In particular, he enjoyed watching Paddy Jackson, Luke Marshall, Darren Cave and Craig Gilroy enjoy themselves against Fiji.
On the Monday after Gilroy’s sensational full debut against Argentina, Best and co sought to keep the winger grounded with some slagging.
“But at the same time you make your debut for Ireland, you score a try and they score over 40 points, you have to let him enjoy that, because you dream of that sort of thing. There’s no hang-ups from playing Argentina from his point of view and it showed.”
The fearlessness of youth.
“That’s exactly it,” he says. “You get to your late 20s and it starts to sink in that maybe this won’t last; you start to get nervous that this might be the last time.”
His frustration at missing out on the November series wouldn’t have been helped by the way Richardt Strauss took to Test rugby, and the way Ireland played against Argentina ensured Best was more determined to return.
“It was disappointing not getting the result against South Africa having been 12-3 up at half-time.
Energy and enthusiasm
“Against Argentina, they didn’t do everything perfectly but everything they tried to do they did with energy and enthusiasm, and they just looked like a team who wanted to go out and play a wee bit, and try to have as much fun as you can have at international level. Everybody wants to be involved in that.”
Best admits he has rarely been more nervous than when making his comeback at Parc Y Scarlets last Sunday after damaging ligaments in his neck during Ulster’s win over the Dragons five weeks before.
“It was sort of slightly complicated because it was in and around where the previous surgery had been, so I wanted to make sure it was right and look after it properly.
“To be honest, it’s as nervous as I’ve been playing for Ulster for maybe, och, five or six years at least. I was more nervous than the final.
“I knew I was good to go, the surgeon was happy, all the test results had been very, very positive but until you actually hit that first scrum, with a neck or back history and you haven’t 100 per cent tested it, you’re always a bit nervous.”
As fate would have it, no sooner had Best joined the fray in the 57th minute than Ulster’s scrum was packing down. A big shove won them a penalty. “That settled me. It’s probably not a bad thing to go straight into a scrum. There’s no chance to play a bit of rugby and think about it. It’s just ‘Right, you’re on. Let’s go’.”

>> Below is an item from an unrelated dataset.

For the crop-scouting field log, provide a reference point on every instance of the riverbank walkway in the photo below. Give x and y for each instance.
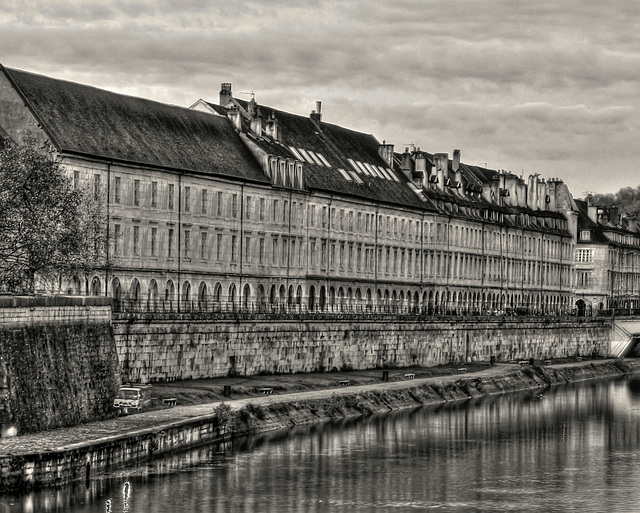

He feels ready to start tonight, even if being pitched into a Heineken Cup tie away to a fired-up Dylan Hartley and co doesn’t exactly allow for baby steps.
“This is going to be a forward’s dream. It’s going to be tight and physical, no quarter asked or given. You know that if we win this game it’s going to be down to one to eight. The backs will do whatever they have to do. But to beat Northampton – you saw it with Leinster in the final two years ago – you have to get on top of them physically.”
Northampton will be fighting for their lives and Ulster have that bull’s eye on their foreheads which comes with their unbeaten record.
“From their point of view, they realistically are win-or-bust. If we can win, we would be very confident going home then. But that’s the beauty of these back-to-back games. At the minute all the pressure is on them, but if they happen to beat us then all of a sudden our backs are against the wall in the space of seven days. It’s a complete turnaround.”
“But whatever game you play you look around and you can’t but take massive confidence from the squad of players we have. There are match-winners right across the board, with genuine impact on the bench. I’ve definitely never played in a stronger Ulster team or squad.”